Who needs a theory of attention?

Sebastian Watzl, Structuring Mind: The Nature of Attention and How it Shapes Consciousness (OUP, 2017)

Let me tell you about my friend Jayden: these days, Jayden gives a lot of her attention to community work. Jayden has always paid attention to what matters morally over anything else. Her attention somehow just tends to be drawn to the suffering of others. Her own achievements, by contrast, are not very salient to her. Over the years, at work and elsewhere, Jayden has acquired a great capacity to control the focus of her attention. It is, for example, for her fairly easy to ignore any insult that life throws at her. Maybe that is because she trains her attention in daily routines she has developed for herself.

In your mind, you now probably have a rough picture of Jayden’s life and her outlook on the world: Jayden is similar to some people you know and very different from others, you may think.

I am impressed by the fact that we learn so much of a person like Jayden, by only talking about attention. If you look at my description of her again, you will see that the only things I have told you concern what she pays attention to, how she pays attention, what is salient to her, and what her mental focus is.[1] In my little story I haven’t used any of the terminology that philosophers often use to describe the mind: no mention of her beliefs, thoughts, desires, feelings, emotions, intentions, her experiences, or what she sees, hears or perceives in some other way. Reflect for a moment on how much we learn about a person by only learning about her attention. This tells us something about the central role attention has in our conception of the mind.

What exactly did we learn about when we learned about Jayden’s attention? In some way, it seems that we did learn something about how Jayden thinks, about what she does, and what her intentions, desires, experiences, and feelings are. Attention is somehow intertwined with all these other aspects of the mind. One reason why you might want – and need – a theory of attention is that you are, like me, impressed by the significance of attention, and yet also feel the need to sort out how attention is related to the other aspects of the mind, to experience, and to action.

That is one reason why I wrote Structuring Mind:  to develop a general theory of attention that vindicates the claim that attention has a central place in the mind. The main idea is that in order to understand attention we need to think about the structure of the mind, about how the different parts of the mind are connected to each other. When I told you about Jayden’s attention you learned a set of holistic, general facts about how her mind is organized.

Another reason why I wrote Structuring Mind is that I felt that a unified framework was needed to bring together a very disparate set of approaches to studying attention.

For example, you might have gotten interested in the philosophy of attention from the perspective of cognitive science. You may feel that while attention is an important topic in the fields of psychology and neuroscience, what exactly it is remains elusive. A satisfactory mechanistic account of attention is hard to come by (if you don’t feel this way yet, then the first chapter of Structuring Mind is intended to get you to have that feeling!).

Or you may be interested in the theory of consciousness or the theory of action, and have heard of questions about whether attention is necessary or sufficient for consciousness or intentional action. What are we to make of such ideas? Without a theory of attention, it will be hard to find out the answer.

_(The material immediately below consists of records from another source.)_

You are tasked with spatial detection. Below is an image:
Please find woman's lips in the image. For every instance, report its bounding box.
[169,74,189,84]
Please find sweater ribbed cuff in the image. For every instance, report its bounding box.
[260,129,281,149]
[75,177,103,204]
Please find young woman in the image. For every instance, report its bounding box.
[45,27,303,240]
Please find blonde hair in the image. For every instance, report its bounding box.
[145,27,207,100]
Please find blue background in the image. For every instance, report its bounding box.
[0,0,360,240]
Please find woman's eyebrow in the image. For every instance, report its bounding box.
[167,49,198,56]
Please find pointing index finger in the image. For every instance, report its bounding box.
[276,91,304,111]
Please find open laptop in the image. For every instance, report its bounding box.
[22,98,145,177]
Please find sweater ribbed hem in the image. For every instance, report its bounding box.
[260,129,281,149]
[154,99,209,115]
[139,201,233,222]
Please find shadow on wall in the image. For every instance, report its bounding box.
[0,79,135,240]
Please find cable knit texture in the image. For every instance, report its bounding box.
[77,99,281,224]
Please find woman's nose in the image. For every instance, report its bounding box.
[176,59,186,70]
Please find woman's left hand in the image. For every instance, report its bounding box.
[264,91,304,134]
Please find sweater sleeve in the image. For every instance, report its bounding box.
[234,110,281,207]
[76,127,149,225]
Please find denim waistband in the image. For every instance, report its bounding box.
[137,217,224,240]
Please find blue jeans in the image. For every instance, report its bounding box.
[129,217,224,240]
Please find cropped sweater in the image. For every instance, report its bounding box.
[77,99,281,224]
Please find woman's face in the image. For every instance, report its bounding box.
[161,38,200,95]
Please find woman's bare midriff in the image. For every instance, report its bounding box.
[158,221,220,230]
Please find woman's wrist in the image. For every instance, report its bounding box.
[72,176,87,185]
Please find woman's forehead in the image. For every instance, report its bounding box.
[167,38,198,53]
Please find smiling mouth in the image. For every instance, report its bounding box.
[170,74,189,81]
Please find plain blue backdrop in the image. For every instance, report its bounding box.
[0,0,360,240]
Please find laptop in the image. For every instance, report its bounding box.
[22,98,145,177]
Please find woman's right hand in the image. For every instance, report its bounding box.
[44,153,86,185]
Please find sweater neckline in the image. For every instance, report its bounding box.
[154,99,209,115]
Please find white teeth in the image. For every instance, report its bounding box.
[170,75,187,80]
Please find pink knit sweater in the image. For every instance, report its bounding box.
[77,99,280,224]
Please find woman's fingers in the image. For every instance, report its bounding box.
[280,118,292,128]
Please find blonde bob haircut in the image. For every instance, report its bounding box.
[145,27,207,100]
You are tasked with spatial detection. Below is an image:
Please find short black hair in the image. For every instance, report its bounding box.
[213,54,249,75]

Or you maybe you became interested in attention because you see how it is – as I like to say – engineered: we walk through worlds of mental manipulation. Just think of the carefully constructed design of a modern supermarket that carefully steers your attention to the various products (or all electronic devices, social media, search engines, and basically everything else in modern life). More metaphorically, attention engineering happens in policy framing, and in how media hypes get pushed by various political actors. If your approach to the mind is by thinking about the socio-political forces that shape and manipulate it, then attention is a natural entry point.

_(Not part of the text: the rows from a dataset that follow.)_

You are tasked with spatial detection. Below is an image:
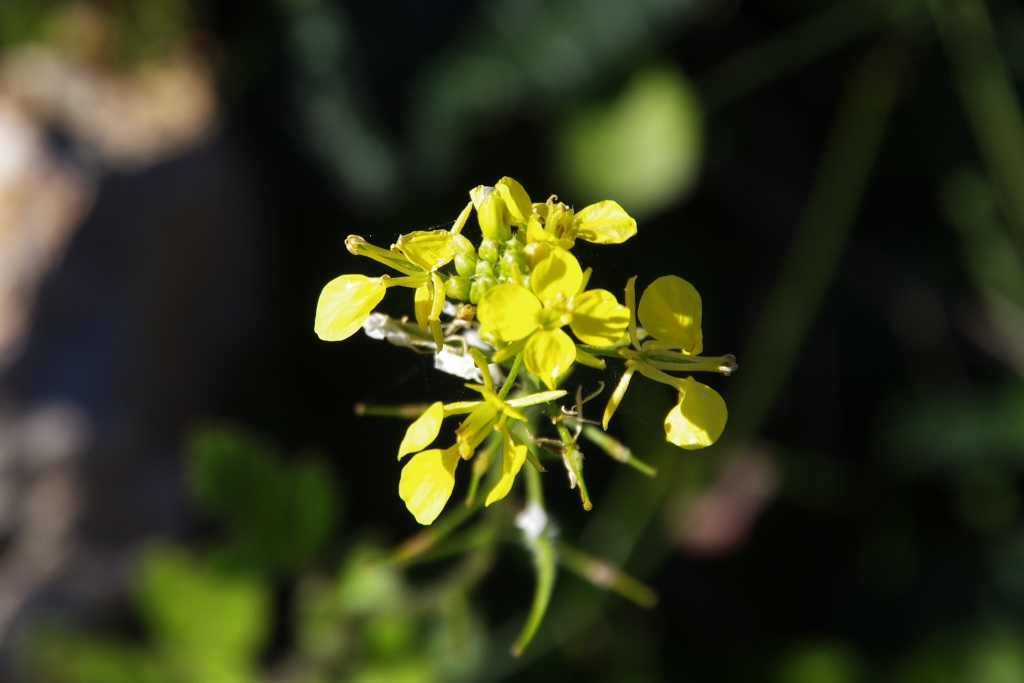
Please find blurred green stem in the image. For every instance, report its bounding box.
[558,543,657,609]
[929,0,1024,254]
[696,2,882,112]
[722,42,903,451]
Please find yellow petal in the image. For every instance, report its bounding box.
[395,230,456,270]
[413,285,433,330]
[469,185,495,211]
[665,377,729,451]
[398,401,444,460]
[601,361,636,430]
[523,330,575,389]
[476,283,543,342]
[455,401,499,459]
[575,201,637,245]
[577,346,606,370]
[495,176,534,225]
[452,202,473,234]
[398,446,459,524]
[313,274,385,341]
[483,429,526,507]
[427,272,444,353]
[529,248,583,301]
[637,275,701,353]
[569,290,630,346]
[476,193,512,242]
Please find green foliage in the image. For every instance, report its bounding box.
[136,548,270,683]
[26,547,270,683]
[188,428,339,575]
[0,0,195,66]
[557,68,703,216]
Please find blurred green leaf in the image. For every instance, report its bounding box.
[23,630,170,683]
[188,428,338,575]
[555,68,703,216]
[776,643,862,683]
[136,547,270,683]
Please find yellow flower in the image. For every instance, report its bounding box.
[398,362,565,524]
[476,247,629,389]
[313,210,473,351]
[602,275,736,450]
[470,176,637,264]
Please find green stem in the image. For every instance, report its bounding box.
[510,467,557,657]
[558,543,657,609]
[696,1,883,112]
[352,402,429,420]
[577,344,626,358]
[583,425,657,477]
[498,351,523,400]
[391,503,480,565]
[722,43,904,452]
[928,0,1024,253]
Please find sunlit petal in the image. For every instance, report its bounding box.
[476,283,542,342]
[313,274,385,341]
[495,176,534,225]
[398,401,444,460]
[637,275,701,353]
[665,377,729,451]
[398,446,459,524]
[575,201,637,245]
[569,290,630,346]
[483,429,526,507]
[523,330,575,389]
[529,248,583,302]
[395,230,456,270]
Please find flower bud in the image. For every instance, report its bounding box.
[475,260,497,278]
[455,252,476,278]
[476,193,512,242]
[476,239,499,261]
[444,275,473,301]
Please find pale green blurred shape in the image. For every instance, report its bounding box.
[136,547,270,683]
[776,643,862,683]
[555,67,703,216]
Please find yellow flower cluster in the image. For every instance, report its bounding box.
[314,177,736,524]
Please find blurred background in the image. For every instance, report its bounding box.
[0,0,1024,683]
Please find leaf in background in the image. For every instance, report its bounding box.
[20,630,170,683]
[555,69,703,216]
[135,547,270,683]
[188,428,338,575]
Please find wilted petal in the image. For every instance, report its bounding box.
[575,201,637,245]
[665,377,729,451]
[398,446,459,524]
[395,230,456,270]
[523,330,575,389]
[476,283,543,342]
[569,290,630,346]
[483,429,526,507]
[313,274,386,341]
[495,176,534,225]
[398,401,444,460]
[529,248,583,302]
[637,275,701,353]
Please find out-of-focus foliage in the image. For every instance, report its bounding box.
[555,68,703,216]
[26,547,271,683]
[0,0,195,66]
[188,428,339,575]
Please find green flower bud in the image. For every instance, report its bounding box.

Finally, you might get to attention by starting from normative questions. When and why is attention engineering a bad thing? Generally, you might be interested in virtues and vices of attention and the role of attention for a morally and epistemically well-calibrated life. You may wonder: why have norms of attention not been much on the philosophical agenda?

In Structuring Mind, I develop a framework that can serve as a common ground for connecting both various strands of the empirical study of attention in psychology and the neurosciences, as well as philosophical applications of attention. In my posts in the next days I will sketch that framework. I think that part of the appeal of the framework is that it helps to get different approaches to attention to talk to each other. I my posts I hope to bring out a bit of how it does that. Equally interesting, though, is that even while details are left open, the framework also provides some surprising and interesting results. The one I develop in some detail in the second half of Structuring Mind is how it lets us rethink some central aspects of conscious experience. I will get to that in my last two posts.

[1] All of these descriptions are closely related to each other: they are rough synonyms or, as I show in the book, they can be easily defined in terms of each other.